この 「大調和の神示」 は、谷口雅春先生が昭和六年九月二十七日に神様から受けられた神示ですから、いかに生長の家が立教当初から天皇陛下と家族の恩愛を大切にしてるかは明らかです。そして、この神示は 『生命の實相』 第一巻や 『甘露の法雨』 の巻頭にも収録されており、一般の生長の家関係の人々は熟知しているところであります。そう谷口雅春先生はおっしやって、この青年に、ご自分が生長の家を悟られ啓示を受けられてからどのように生長の家は歩んできたか、生長の家の経緯を諄々と本当に噛み砕くようにお示しになっていらっしやいます。それを二十九頁もの長さでお書きになっておられます。
そして同じ 『限りなく日本を愛す』 の中に、やはりある青年が 「天皇制の是非について」 質問をしております。
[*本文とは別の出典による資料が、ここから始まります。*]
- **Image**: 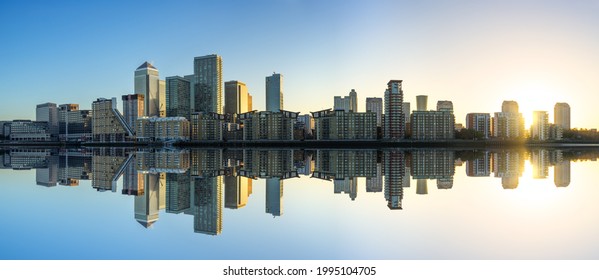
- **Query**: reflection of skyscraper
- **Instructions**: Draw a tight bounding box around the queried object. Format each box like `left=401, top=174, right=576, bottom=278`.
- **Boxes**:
left=266, top=178, right=283, bottom=217
left=384, top=150, right=406, bottom=210
left=224, top=176, right=252, bottom=209
left=193, top=176, right=223, bottom=235
left=531, top=150, right=549, bottom=179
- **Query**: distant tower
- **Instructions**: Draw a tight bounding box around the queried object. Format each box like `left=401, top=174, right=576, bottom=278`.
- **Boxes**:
left=193, top=54, right=223, bottom=114
left=553, top=103, right=570, bottom=129
left=416, top=95, right=428, bottom=111
left=134, top=61, right=166, bottom=117
left=383, top=80, right=405, bottom=140
left=225, top=81, right=252, bottom=114
left=266, top=73, right=283, bottom=112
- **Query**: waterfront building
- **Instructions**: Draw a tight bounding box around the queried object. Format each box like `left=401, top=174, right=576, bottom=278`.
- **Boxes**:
left=191, top=112, right=225, bottom=141
left=166, top=76, right=192, bottom=119
left=553, top=102, right=570, bottom=130
left=312, top=109, right=377, bottom=140
left=58, top=104, right=92, bottom=141
left=410, top=111, right=455, bottom=140
left=416, top=95, right=428, bottom=111
left=266, top=73, right=284, bottom=112
left=134, top=61, right=166, bottom=117
left=92, top=98, right=133, bottom=142
left=35, top=102, right=58, bottom=140
left=531, top=111, right=549, bottom=140
left=136, top=117, right=190, bottom=141
left=466, top=113, right=491, bottom=139
left=121, top=94, right=146, bottom=133
left=193, top=54, right=223, bottom=114
left=333, top=89, right=358, bottom=112
left=383, top=80, right=405, bottom=140
left=239, top=110, right=299, bottom=140
left=366, top=97, right=383, bottom=127
left=225, top=81, right=252, bottom=115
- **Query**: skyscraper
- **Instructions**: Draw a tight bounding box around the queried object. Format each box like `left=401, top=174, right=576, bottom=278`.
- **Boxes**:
left=383, top=80, right=405, bottom=140
left=134, top=61, right=166, bottom=117
left=193, top=54, right=223, bottom=114
left=266, top=73, right=283, bottom=112
left=553, top=102, right=570, bottom=129
left=225, top=81, right=252, bottom=114
left=35, top=102, right=58, bottom=140
left=122, top=94, right=145, bottom=131
left=366, top=97, right=383, bottom=126
left=166, top=76, right=191, bottom=119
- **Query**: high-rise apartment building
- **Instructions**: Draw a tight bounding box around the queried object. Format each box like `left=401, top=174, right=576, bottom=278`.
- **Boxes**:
left=531, top=111, right=549, bottom=140
left=122, top=93, right=146, bottom=132
left=193, top=54, right=223, bottom=114
left=383, top=80, right=405, bottom=140
left=466, top=113, right=491, bottom=138
left=225, top=81, right=252, bottom=114
left=553, top=102, right=570, bottom=130
left=35, top=102, right=58, bottom=140
left=266, top=73, right=284, bottom=112
left=366, top=97, right=383, bottom=126
left=166, top=76, right=191, bottom=119
left=134, top=61, right=166, bottom=117
left=333, top=89, right=358, bottom=112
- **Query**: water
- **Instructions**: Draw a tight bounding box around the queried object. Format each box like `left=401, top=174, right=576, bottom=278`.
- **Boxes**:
left=0, top=148, right=599, bottom=260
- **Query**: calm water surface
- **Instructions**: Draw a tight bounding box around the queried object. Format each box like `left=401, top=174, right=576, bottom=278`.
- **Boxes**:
left=0, top=148, right=599, bottom=259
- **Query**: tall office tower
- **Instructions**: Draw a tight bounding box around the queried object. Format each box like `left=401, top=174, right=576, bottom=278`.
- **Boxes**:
left=193, top=54, right=223, bottom=114
left=166, top=76, right=191, bottom=120
left=531, top=111, right=549, bottom=140
left=553, top=102, right=570, bottom=129
left=416, top=95, right=428, bottom=111
left=437, top=100, right=453, bottom=113
left=333, top=89, right=358, bottom=112
left=134, top=61, right=166, bottom=117
left=266, top=73, right=283, bottom=112
left=501, top=100, right=519, bottom=113
left=366, top=97, right=383, bottom=126
left=225, top=81, right=252, bottom=114
left=122, top=94, right=145, bottom=132
left=466, top=113, right=491, bottom=138
left=35, top=102, right=58, bottom=140
left=383, top=80, right=405, bottom=140
left=266, top=178, right=283, bottom=217
left=401, top=102, right=412, bottom=124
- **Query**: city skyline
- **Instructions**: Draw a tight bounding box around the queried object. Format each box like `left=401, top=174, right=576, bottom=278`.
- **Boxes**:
left=0, top=1, right=599, bottom=128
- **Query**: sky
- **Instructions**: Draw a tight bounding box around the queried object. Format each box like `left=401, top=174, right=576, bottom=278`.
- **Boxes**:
left=0, top=0, right=599, bottom=128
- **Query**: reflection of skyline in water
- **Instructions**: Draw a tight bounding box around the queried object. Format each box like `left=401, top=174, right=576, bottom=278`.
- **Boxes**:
left=0, top=148, right=597, bottom=235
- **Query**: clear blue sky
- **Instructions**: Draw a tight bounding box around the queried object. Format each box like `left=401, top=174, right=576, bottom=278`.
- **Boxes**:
left=0, top=0, right=599, bottom=127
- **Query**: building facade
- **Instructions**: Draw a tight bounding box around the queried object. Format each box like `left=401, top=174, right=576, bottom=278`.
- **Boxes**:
left=134, top=61, right=166, bottom=117
left=266, top=73, right=284, bottom=112
left=383, top=80, right=405, bottom=140
left=312, top=110, right=377, bottom=140
left=193, top=54, right=223, bottom=114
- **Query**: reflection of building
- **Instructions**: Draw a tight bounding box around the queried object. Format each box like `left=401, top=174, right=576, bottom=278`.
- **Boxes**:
left=193, top=176, right=223, bottom=235
left=492, top=151, right=524, bottom=189
left=466, top=151, right=491, bottom=177
left=312, top=110, right=377, bottom=140
left=384, top=150, right=406, bottom=210
left=266, top=73, right=284, bottom=112
left=266, top=178, right=283, bottom=217
left=531, top=150, right=549, bottom=179
left=333, top=89, right=358, bottom=112
left=383, top=80, right=405, bottom=140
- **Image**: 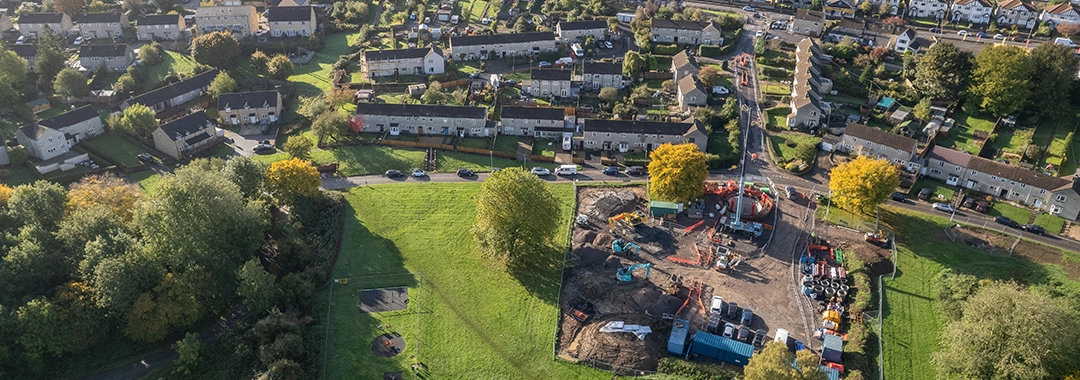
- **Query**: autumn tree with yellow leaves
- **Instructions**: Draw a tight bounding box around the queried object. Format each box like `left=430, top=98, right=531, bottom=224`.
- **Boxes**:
left=828, top=157, right=900, bottom=214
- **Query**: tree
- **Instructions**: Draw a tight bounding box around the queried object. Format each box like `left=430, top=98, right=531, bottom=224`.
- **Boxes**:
left=252, top=50, right=270, bottom=76
left=914, top=42, right=972, bottom=100
left=622, top=51, right=645, bottom=79
left=282, top=135, right=314, bottom=161
left=933, top=283, right=1080, bottom=379
left=191, top=31, right=239, bottom=69
left=53, top=68, right=90, bottom=97
left=1054, top=23, right=1080, bottom=38
left=649, top=144, right=708, bottom=203
left=968, top=45, right=1034, bottom=118
left=828, top=155, right=900, bottom=214
left=1029, top=43, right=1077, bottom=118
left=207, top=71, right=240, bottom=98
left=266, top=157, right=322, bottom=204
left=119, top=103, right=158, bottom=136
left=267, top=54, right=293, bottom=81
left=743, top=341, right=827, bottom=380
left=472, top=167, right=561, bottom=260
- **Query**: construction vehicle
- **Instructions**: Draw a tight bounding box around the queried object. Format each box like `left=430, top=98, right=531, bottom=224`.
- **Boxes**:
left=608, top=211, right=645, bottom=231
left=611, top=239, right=642, bottom=256
left=615, top=262, right=652, bottom=283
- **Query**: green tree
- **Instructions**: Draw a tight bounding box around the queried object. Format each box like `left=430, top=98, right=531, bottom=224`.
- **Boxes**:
left=933, top=283, right=1080, bottom=379
left=53, top=68, right=90, bottom=97
left=968, top=45, right=1034, bottom=118
left=282, top=135, right=314, bottom=160
left=828, top=155, right=900, bottom=214
left=191, top=31, right=239, bottom=69
left=649, top=144, right=708, bottom=203
left=472, top=167, right=561, bottom=261
left=914, top=42, right=972, bottom=100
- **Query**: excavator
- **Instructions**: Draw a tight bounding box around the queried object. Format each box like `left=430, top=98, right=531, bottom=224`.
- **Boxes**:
left=615, top=262, right=652, bottom=283
left=611, top=239, right=642, bottom=256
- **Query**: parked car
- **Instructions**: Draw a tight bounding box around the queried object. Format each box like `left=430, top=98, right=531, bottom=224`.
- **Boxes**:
left=933, top=202, right=956, bottom=213
left=1024, top=225, right=1047, bottom=235
left=994, top=216, right=1021, bottom=229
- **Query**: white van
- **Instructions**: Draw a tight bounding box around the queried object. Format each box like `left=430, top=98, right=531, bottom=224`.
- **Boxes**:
left=555, top=165, right=578, bottom=176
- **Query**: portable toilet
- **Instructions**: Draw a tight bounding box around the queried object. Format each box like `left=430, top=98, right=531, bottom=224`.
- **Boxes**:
left=667, top=320, right=690, bottom=355
left=821, top=334, right=843, bottom=363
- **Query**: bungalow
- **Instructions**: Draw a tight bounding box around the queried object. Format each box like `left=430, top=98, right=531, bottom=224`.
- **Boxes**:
left=266, top=6, right=315, bottom=37
left=349, top=103, right=497, bottom=136
left=135, top=14, right=188, bottom=41
left=150, top=112, right=222, bottom=160
left=79, top=43, right=135, bottom=72
left=79, top=13, right=131, bottom=39
left=217, top=90, right=282, bottom=125
left=17, top=13, right=75, bottom=36
left=499, top=106, right=575, bottom=137
left=120, top=70, right=219, bottom=112
left=582, top=119, right=708, bottom=152
left=555, top=19, right=608, bottom=41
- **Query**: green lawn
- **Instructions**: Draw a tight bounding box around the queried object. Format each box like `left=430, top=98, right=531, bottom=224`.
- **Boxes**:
left=323, top=184, right=611, bottom=379
left=81, top=132, right=146, bottom=167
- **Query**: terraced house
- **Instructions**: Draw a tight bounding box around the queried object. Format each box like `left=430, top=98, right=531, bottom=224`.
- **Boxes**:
left=267, top=6, right=315, bottom=37
left=135, top=14, right=188, bottom=41
left=650, top=18, right=724, bottom=46
left=349, top=103, right=497, bottom=136
left=360, top=45, right=446, bottom=80
left=450, top=31, right=555, bottom=60
left=79, top=13, right=130, bottom=39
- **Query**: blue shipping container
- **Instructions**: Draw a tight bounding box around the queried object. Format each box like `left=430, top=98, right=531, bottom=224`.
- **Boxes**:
left=667, top=320, right=690, bottom=355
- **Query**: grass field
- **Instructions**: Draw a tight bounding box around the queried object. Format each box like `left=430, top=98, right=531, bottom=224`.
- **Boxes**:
left=323, top=184, right=611, bottom=379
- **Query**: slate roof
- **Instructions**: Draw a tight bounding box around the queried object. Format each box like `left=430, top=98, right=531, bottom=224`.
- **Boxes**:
left=38, top=106, right=102, bottom=130
left=267, top=6, right=312, bottom=23
left=18, top=13, right=64, bottom=24
left=79, top=43, right=127, bottom=58
left=135, top=14, right=180, bottom=26
left=531, top=69, right=573, bottom=81
left=217, top=90, right=278, bottom=110
left=502, top=106, right=566, bottom=120
left=356, top=103, right=487, bottom=119
left=843, top=123, right=918, bottom=151
left=450, top=31, right=555, bottom=46
left=127, top=70, right=218, bottom=106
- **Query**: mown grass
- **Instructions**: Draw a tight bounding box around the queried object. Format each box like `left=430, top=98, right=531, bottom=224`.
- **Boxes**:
left=323, top=184, right=611, bottom=379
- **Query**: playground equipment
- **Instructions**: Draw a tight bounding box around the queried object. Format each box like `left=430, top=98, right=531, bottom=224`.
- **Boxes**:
left=611, top=239, right=642, bottom=256
left=615, top=262, right=652, bottom=283
left=608, top=211, right=645, bottom=231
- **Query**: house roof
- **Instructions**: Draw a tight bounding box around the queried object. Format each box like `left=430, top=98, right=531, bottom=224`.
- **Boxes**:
left=38, top=106, right=102, bottom=130
left=531, top=69, right=573, bottom=81
left=159, top=112, right=215, bottom=138
left=450, top=31, right=555, bottom=48
left=364, top=46, right=443, bottom=62
left=581, top=60, right=622, bottom=76
left=267, top=6, right=314, bottom=23
left=79, top=43, right=127, bottom=57
left=79, top=13, right=120, bottom=24
left=583, top=119, right=698, bottom=135
left=127, top=70, right=218, bottom=106
left=843, top=123, right=918, bottom=151
left=217, top=90, right=280, bottom=110
left=502, top=106, right=566, bottom=120
left=135, top=14, right=180, bottom=26
left=18, top=13, right=64, bottom=24
left=558, top=19, right=607, bottom=30
left=356, top=103, right=487, bottom=119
かいつまんで言えば、 「私は生長の家の教えによって病気が治りました。だから宗教的真理としては、生長の家は正しいと思いますが、天皇絶対崇拝と説いていることだけは納得がいきません。」 と言っています。
それについて先生はまた烈々たる気迫で書いていらっしやいます。
「何故そんなに、自国の歴史にケチをつけなければならないのですか。ソ連を祖国とする人は別として、苟(いやし)くも日本の国に生れて、日本国民として、祖国日本を愛する愛国者であるところの君の如き人が。 私の説は、またあなたに『 『生命の實相』 を読んだ人には首肯出来るかも知れませんが、それは哲学論であって政治論としては、成立しない』 と云われるかも知れません。しかし吾々の哲学は 『象牙の塔』 の中での空論ではないのであって、実生活に効果をあらわし得るのですから、哲学論であると同時に政治論にもなり得るのであります。」
私はこういう質問が来た時には本当に二日間徹夜をしてしまいます。本当に相手の方に納得してもらおうと思いますので手紙の文章にひっかかってしまい、どういうふうに書かなければならないかと思い悩んで、大変になってしまうのです。けれども、谷口雅春先生は神の受像体として最高の方でいらっしやいますから、こういう青年に対しても長い長いご返事を短時間のうちに書いてしまわれます。こういう崇高な魂の方が肉体をもってこの地上に現れるのは二度とないかもしれない、たとえあったとしても何千年も後のことであろうと拝察する、すばらしい方でいらっしやいました。